The fact that an unpaid intern performs work voluntarily is not enough, by itself, to avoid violations of the Fair Labor Standards Act; for-profit employers are prohibited from using volunteers. However, for-profit employers can hire unpaid interns without running afoul of the FLSA, so long as they meet the stringent test for “trainees.” An individual who meets this test is not considered an employee and thus is not covered by the minimum wage or overtime provisions of the FLSA. Many states have analogue laws that may also apply and should be considered.
The Department of Labor has identified six criteria to determine whether an unpaid internship meets this test: (1) the internship is similar to training which would be given in an educational environment; (2) the experience is primarily for the benefit of the intern; (3) the intern does not displace regular employees, and works under close supervision of existing staff; (4) the employer that provides the training derives no immediate advantage from the activities of the intern; (5) the intern is not necessarily entitled to a job at the conclusion of the internship; and (6) the employer and the intern understand that the intern is not entitled to wages for the time spent in the internship.
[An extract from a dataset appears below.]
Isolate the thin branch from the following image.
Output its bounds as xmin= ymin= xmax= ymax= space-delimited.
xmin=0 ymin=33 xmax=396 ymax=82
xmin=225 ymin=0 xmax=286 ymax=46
The test is more likely to be satisfied where the internship has a classroom component and participants learn skills applicable to multiple employment settings.
Given growing attention to internship and volunteer programs, as demonstrated by the Hearst andFox Searchlight lawsuits, employers should carefully evaluate programs of this kind that they have in place or are considering to ensure compliance with the FLSA and applicable state laws.